Neuroscience Center, University of Helsinki Helsinki, Finland ; Institute of General Pathology and Pathophysiology, Russian Academy of Medical Sciences Moscow, Russia ; Scientific Center for Children's Health, Russian Academy of Medical Sciences Moscow, Russia.
Front Mol Neurosci. 2013 Jan 10;5:102. doi: 10.3389/fnmol.2012.00102. eCollection 2012.
ATP in neurons is commonly believed to be synthesized mostly by mitochondria via oxidative phosphorylation. Neuronal mitochondria have been studied primarily in culture, i.e., in neurons isolated either from embryos or from neonatal pups. Although it is generally assumed that both embryonic and postnatal cultured neurons derive their ATP from mitochondrial oxidative phosphorylation, this has never been tested experimentally. We expressed the FRET-based ATP sensor AT1.03 in cultured hippocampal neurons isolated either from E17 to E18 rat embryos or from P1 to P2 rat pups and monitored [ATP]c simultaneously with mitochondrial membrane potential (ΔΨm; TMRM) and NAD(P)H autofluorescence. In embryonic neurons, transient glucose deprivation induced a near-complete decrease in [ATP]c, which was partially reversible and was accelerated by inhibition of glycolysis with 2-deoxyglucose. In the absence of glucose, pyruvate did not cause any significant increase in [ATP]c in 84% of embryonic neurons, and inhibition of mitochondrial ATP synthase with oligomycin failed to decrease [ATP]c. Moreover, ΔΨm was significantly reduced by oligomycin, indicating that mitochondria acted as consumers rather than producers of ATP in embryonic neurons. In sharp contrast, in postnatal neurons pyruvate added during glucose deprivation significantly increased [ATP]c (by 54 ± 8%), whereas oligomycin induced a sharp decline in [ATP]c and increased ΔΨm. These signs of oxidative phosphorylation were observed in all tested P1-P2 neurons. Measurement of ΔΨm with the potential-sensitive probe JC-1 revealed that neuronal mitochondrial membrane potential was significantly reduced in embryonic cultures compared to the postnatal ones, possibly due to increased proton permeability of inner mitochondrial membrane. We conclude that, in embryonic, but not postnatal neuronal cultures, ATP synthesis is predominantly glycolytic and the oxidative phosphorylation-mediated synthesis of ATP by mitochondrial F1Fo-ATPase is insignificant.
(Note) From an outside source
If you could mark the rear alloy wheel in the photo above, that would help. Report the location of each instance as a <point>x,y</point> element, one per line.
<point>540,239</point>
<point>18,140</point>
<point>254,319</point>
神经元中的 ATP 通常被认为主要通过线粒体的氧化磷酸化合成。神经元线粒体主要在培养物中进行研究,即在从胚胎或新生幼崽中分离的神经元中进行研究。尽管普遍认为胚胎和新生培养的神经元的 ATP 均来自线粒体氧化磷酸化,但这从未经过实验测试。我们在从 E17 至 E18 大鼠胚胎或从 P1 至 P2 大鼠幼崽中分离的培养海马神经元中表达了基于 FRET 的 ATP 传感器 AT1.03,并同时监测 [ATP]c、线粒体膜电位(ΔΨm;TMRM)和 NAD(P)H 自发荧光。在胚胎神经元中,短暂的葡萄糖剥夺会导致 [ATP]c 几乎完全下降,这种下降部分是可逆的,并可通过 2-脱氧葡萄糖抑制糖酵解而加速。在没有葡萄糖的情况下,丙酮酸在 84%的胚胎神经元中不会引起 [ATP]c 的任何显著增加,并且用寡霉素抑制线粒体 ATP 合酶也不能降低 [ATP]c。此外,寡霉素显著降低了 ΔΨm,表明线粒体在胚胎神经元中充当 ATP 的消费者而不是生产者。相比之下,在新生神经元中,在葡萄糖剥夺期间添加丙酮酸会显著增加 [ATP]c(增加 54±8%),而寡霉素则会导致 [ATP]c 急剧下降并增加 ΔΨm。在所有测试的 P1-P2 神经元中都观察到了这些氧化磷酸化的迹象。使用电位敏感探针 JC-1 测量 ΔΨm 表明,与新生神经元相比,胚胎培养物中的神经元线粒体膜电位显著降低,这可能是由于线粒体内膜质子通透性增加所致。我们得出结论,在胚胎神经元培养物中,但不在新生神经元培养物中,ATP 合成主要是糖酵解途径,而线粒体 F1Fo-ATP 酶介导的氧化磷酸化合成 ATP 的作用并不显著。